I doubt it will get anywhere this late in the game unless they also wake up the DoJ and get on the case of Apple, Google, B&N, and Kobo in regards to DRM. And DRM is only half the issue. Kindle books can only be read on Amazon-offered hardware and software, unlike ePub which can be used by Sony Reader, Kobo's devices, and B&N's devices. So it's not just DRM, it's file format too. And I've railed for years about Amazon not going with ePub but have accepted they've basically won, although now with iOS devices in the half billion, they have some actual potential competition. (And I say potential because iBooks is an optional download, made that way by Apple to thwart EU regulators who otherwise would have quickly awakened to a Windows-MSIE type bundling restraint of trade issue.)

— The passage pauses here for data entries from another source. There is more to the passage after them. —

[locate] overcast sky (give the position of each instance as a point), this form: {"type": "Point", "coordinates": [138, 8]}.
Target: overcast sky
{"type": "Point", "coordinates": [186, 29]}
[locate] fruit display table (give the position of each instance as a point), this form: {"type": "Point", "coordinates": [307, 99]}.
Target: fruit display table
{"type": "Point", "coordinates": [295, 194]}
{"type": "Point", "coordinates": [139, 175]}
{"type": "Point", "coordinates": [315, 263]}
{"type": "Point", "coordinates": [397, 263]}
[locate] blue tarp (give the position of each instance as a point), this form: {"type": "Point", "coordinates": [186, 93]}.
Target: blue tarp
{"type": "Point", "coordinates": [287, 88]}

I've had good luck using Calibre to convert EPUB to MOBI for use on Kindle. In particular, I had a subscription to the digital edition of "Analog" from B&N for a couple of years, and Calibre got all of those issues nicely onto my new Kindle Paperwhite. ("Analog", at least from B&N, does not have DRM).
Lack of epub is an issue. Amazon's format, in addition to being proprietary, is a weird and hard to deal with (due to historical PalmOS-related baggage). Also, I believe that the epubs tend to have more future-proof data (cleaner HTML, etc).

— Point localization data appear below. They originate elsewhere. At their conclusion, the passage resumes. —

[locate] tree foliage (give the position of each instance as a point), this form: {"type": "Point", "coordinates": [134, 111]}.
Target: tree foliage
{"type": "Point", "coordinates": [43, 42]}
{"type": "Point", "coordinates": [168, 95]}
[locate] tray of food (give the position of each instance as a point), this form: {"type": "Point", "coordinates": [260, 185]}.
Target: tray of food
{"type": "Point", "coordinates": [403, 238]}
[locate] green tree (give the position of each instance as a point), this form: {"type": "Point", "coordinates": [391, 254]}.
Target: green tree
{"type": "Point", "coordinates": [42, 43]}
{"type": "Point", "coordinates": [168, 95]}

However, I have no sympathy for these publishers on the DRM front. If they want DRM then they can pay the piper (i.e. Amazon/Apple). I personally don't see a lot of merit in this lawsuit as long as Apple, Amazon, etc. allow users to load their own third party books onto the devices. (And you can make your own books for the devices.)
Nobody is stopping them from selling books for the iPad/Kindle, lots of publishers like O'Reilly and Baen do. They're just stopping them from using Amazon/Apple's DRM without paying Amazon/Apple for the privilege. The same thing happened with music, and the industry eventually decided to drop the DRM. (And I think Apple is still selling a decent amount of music without it.)
The bookstores are asking the court to issue an injunction prohibiting the publishers and Amazon from “selling e-books with device and app specific DRMs,” while also requiring the big six publishers to allow independent bookstores to directly sell open-source DRM e-books.
It sounds like they are asking the courts to order some kind of "open source DRM" that they can use. If they don't want to use DRM, Kindle and iBooks work great today. If they don't want anyone to use DRM, then the article is misrepresenting them.
The article refer to the fact that these ebooks are limited to the Kindle and that is part of the lawsuit. I don't believe it is too late to happen; the DoJ seem to always wait for someone to complain before they act, so it might be what was needed.